The International Criminal Court (ICC) is the first new major international institution of the 21st Century. It holds individuals accountable for genocide, war crimes and crimes against humanity. It was formed as a universal response to past and present atrocities. Its creation is the culmination of fifty years of international efforts through the United Nations to create a permanent international judicial institution to try heinous crimes that are condemned by all governments, religions, cultures and peoples.

AMICC is a coalition of non-governmental organizations committed to achieving through education, information, promotion and an aroused public opinion full United States support for the International Criminal Court and the earliest possible US ratification of the Court's Rome Statute. AMICC members believe that strong participation by the US in the ICC is essential to the future of the Court as an effective institution. They take pride in the historic role of the US in promoting the development of international criminal law. They emphasize that the ICC expresses and implements values traditionally championed by the United States, including international justice and the rule of law.

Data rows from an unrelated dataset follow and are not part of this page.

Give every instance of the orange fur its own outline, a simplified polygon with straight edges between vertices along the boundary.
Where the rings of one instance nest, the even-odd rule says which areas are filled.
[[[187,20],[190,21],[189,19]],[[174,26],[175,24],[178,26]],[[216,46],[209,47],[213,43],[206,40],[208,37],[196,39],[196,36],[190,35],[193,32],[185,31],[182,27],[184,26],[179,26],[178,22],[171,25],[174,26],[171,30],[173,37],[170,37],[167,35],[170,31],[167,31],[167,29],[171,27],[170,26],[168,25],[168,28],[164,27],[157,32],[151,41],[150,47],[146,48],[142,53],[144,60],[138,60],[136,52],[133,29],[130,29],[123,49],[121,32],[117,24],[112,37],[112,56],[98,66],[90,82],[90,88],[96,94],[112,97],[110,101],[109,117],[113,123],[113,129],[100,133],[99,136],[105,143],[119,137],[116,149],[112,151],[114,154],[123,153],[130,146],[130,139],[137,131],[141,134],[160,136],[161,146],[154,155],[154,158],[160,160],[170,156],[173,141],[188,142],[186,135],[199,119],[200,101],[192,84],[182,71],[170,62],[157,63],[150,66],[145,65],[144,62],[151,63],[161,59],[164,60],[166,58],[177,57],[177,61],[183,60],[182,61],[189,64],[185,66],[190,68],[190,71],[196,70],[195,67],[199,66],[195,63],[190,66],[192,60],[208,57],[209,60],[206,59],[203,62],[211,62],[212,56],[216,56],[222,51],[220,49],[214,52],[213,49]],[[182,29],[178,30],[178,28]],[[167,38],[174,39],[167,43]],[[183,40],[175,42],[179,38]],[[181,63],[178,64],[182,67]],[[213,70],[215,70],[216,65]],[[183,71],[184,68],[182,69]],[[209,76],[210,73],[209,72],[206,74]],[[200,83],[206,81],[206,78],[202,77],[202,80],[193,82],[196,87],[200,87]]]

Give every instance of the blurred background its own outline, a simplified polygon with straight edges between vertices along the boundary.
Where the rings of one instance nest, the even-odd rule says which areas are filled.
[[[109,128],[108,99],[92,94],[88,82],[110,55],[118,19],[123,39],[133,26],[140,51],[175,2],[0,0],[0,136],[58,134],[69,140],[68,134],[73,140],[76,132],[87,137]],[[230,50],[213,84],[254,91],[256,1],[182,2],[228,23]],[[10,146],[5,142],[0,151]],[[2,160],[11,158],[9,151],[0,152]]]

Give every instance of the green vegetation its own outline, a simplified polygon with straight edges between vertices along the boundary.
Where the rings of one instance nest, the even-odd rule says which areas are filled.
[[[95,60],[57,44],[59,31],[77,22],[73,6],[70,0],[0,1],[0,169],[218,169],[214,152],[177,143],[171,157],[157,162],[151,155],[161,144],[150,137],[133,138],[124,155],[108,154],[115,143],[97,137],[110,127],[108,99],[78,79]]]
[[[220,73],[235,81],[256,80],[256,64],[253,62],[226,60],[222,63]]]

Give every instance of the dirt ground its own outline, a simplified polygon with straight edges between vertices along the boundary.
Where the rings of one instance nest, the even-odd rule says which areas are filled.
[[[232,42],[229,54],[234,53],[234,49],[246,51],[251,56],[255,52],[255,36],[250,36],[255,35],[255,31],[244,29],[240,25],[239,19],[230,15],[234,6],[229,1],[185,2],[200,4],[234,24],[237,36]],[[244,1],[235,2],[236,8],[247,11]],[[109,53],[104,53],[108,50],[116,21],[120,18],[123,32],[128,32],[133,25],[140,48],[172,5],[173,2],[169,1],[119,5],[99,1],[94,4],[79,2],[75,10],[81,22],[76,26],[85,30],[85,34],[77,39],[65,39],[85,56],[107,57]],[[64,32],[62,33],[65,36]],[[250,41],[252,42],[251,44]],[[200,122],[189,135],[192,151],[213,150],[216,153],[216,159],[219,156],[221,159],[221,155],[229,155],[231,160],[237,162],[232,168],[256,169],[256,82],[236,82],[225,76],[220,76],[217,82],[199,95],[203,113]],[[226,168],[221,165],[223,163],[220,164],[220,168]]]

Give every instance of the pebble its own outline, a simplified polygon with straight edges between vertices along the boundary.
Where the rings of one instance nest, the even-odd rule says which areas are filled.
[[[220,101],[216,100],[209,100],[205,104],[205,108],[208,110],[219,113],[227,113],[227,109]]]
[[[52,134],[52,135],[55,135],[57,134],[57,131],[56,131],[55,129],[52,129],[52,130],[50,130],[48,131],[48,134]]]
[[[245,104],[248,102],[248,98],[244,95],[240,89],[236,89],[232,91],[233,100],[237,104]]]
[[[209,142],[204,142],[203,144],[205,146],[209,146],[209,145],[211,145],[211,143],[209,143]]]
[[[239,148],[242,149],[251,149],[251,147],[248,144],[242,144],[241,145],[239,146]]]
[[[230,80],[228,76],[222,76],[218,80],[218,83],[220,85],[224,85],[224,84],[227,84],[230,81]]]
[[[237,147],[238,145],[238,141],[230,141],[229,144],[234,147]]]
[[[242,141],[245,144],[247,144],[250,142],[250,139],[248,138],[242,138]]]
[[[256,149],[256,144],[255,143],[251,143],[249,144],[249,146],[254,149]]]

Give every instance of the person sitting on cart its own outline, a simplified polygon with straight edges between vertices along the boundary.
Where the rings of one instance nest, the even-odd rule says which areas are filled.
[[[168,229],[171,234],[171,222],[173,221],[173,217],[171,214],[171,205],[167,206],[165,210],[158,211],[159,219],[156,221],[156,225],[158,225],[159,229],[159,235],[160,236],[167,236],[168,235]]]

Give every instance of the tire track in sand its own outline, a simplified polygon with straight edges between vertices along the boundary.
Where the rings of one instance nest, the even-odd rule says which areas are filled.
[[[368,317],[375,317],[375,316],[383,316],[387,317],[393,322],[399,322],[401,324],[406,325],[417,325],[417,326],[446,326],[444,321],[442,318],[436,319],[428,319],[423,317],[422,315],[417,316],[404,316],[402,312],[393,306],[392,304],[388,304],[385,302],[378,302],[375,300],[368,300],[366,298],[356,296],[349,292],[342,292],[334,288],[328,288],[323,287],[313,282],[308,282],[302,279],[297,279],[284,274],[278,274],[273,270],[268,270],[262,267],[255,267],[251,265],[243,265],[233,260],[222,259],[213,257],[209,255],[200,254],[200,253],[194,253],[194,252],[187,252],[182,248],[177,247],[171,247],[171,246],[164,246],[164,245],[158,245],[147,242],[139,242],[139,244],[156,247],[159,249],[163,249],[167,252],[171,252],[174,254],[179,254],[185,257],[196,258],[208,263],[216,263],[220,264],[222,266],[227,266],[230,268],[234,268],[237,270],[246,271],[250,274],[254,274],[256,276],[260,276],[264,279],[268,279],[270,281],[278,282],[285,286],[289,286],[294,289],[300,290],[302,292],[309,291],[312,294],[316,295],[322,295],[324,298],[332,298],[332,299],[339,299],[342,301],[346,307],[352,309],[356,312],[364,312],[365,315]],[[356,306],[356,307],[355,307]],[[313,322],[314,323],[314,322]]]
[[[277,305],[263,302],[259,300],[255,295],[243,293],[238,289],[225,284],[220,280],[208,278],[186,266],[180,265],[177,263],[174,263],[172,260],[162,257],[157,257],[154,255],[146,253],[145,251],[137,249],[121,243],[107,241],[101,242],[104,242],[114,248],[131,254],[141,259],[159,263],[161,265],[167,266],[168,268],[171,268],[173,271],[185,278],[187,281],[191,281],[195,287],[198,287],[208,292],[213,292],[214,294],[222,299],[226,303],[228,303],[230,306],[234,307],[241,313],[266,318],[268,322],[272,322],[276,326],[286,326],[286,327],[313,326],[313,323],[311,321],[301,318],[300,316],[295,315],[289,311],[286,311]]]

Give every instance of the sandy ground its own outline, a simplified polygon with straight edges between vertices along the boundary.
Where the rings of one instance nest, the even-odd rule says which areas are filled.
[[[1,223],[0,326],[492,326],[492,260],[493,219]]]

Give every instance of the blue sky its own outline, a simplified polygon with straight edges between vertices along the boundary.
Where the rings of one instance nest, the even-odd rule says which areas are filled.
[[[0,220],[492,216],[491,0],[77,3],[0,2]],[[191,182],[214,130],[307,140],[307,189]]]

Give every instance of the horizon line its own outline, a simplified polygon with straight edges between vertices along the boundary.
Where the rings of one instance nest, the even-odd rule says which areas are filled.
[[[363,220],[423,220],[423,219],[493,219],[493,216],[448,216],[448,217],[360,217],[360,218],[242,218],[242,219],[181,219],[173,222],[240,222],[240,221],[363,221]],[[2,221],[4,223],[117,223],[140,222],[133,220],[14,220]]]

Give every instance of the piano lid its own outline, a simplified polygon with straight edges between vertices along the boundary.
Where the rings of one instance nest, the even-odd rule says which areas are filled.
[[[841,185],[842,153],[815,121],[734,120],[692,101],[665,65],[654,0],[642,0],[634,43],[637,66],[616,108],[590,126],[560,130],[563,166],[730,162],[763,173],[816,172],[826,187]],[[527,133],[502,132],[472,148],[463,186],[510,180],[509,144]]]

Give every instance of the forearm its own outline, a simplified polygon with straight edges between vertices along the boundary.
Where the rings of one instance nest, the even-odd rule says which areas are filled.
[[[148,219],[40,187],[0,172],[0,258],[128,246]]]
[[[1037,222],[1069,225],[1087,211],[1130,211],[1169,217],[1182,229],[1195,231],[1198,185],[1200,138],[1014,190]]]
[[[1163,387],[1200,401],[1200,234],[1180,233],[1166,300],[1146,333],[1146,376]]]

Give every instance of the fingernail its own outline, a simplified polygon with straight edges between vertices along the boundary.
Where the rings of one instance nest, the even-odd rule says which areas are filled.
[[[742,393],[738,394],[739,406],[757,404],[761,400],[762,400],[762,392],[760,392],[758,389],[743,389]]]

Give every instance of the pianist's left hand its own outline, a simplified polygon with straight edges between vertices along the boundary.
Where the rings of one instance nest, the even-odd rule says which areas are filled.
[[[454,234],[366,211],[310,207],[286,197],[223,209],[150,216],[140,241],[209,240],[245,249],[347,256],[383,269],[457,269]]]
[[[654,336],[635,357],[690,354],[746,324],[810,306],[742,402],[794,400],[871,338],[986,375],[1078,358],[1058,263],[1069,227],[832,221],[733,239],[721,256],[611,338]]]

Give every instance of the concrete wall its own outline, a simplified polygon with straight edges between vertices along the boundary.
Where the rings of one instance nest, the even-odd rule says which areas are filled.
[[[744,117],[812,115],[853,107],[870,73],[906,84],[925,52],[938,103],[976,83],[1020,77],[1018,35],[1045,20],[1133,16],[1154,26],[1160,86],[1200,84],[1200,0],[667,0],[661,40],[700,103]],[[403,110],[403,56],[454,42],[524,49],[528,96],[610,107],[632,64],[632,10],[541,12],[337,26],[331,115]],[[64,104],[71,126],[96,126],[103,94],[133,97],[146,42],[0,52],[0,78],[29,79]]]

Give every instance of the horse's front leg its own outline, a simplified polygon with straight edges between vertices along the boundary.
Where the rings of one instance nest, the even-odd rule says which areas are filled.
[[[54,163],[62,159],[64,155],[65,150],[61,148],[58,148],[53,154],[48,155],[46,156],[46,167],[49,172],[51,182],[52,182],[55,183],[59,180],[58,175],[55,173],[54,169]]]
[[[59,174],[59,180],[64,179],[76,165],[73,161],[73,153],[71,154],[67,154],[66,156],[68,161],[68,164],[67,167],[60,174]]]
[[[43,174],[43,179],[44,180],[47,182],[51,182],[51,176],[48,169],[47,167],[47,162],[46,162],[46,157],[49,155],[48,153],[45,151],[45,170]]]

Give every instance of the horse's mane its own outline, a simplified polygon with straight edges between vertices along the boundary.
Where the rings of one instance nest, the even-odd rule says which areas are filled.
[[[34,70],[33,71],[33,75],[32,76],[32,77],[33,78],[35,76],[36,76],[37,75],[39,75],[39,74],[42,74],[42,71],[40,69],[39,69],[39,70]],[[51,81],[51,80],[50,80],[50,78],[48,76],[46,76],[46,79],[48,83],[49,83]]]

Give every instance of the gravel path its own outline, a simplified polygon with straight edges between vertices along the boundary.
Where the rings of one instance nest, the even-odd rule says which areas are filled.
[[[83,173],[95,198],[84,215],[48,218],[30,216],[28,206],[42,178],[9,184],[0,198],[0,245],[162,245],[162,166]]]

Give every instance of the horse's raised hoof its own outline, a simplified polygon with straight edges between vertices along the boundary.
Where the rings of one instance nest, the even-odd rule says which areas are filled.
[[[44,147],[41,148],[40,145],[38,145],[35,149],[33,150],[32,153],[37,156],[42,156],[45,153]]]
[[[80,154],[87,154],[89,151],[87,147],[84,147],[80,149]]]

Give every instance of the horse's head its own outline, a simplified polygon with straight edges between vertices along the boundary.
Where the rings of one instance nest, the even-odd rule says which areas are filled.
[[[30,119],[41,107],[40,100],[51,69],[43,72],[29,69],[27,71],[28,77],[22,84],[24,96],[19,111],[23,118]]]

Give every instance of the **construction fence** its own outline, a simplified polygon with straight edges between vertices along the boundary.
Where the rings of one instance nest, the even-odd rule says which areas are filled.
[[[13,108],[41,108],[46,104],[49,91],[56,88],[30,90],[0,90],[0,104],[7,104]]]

The United States was a major pioneer of international courts from Nuremberg to the International Criminal Tribunals for Yugoslavia and Rwanda, and in negotiations for the ICC made significant contributions to its founding documents, however the US government has chosen to oppose the Court actively. By contrast, countries worldwide, including the closest friends of the United States, are overwhelmingly committed to the Court as a historic achievement in the long struggle against impunity for atrocities. As a result, the Rome Statute for the ICC came into force on July 1, 2002, less than four years after its adoption. It has now been ratified by over 100 countries. The United States must face up to this inevitability now. It must give up its opposition and instead protect its interests by influencing the early work of the Assembly of States Parties as the Court's representative body, and by shaping the Court's procedures and early jurisprudence. This will require US support for the Court including full participation as an observer in the Assembly until the earliest possible American ratification of the Statute. If not, others will take charge of these essential acts and determine the Court's basic design and evolution. AMICC has been convened to ensure that this does not happen.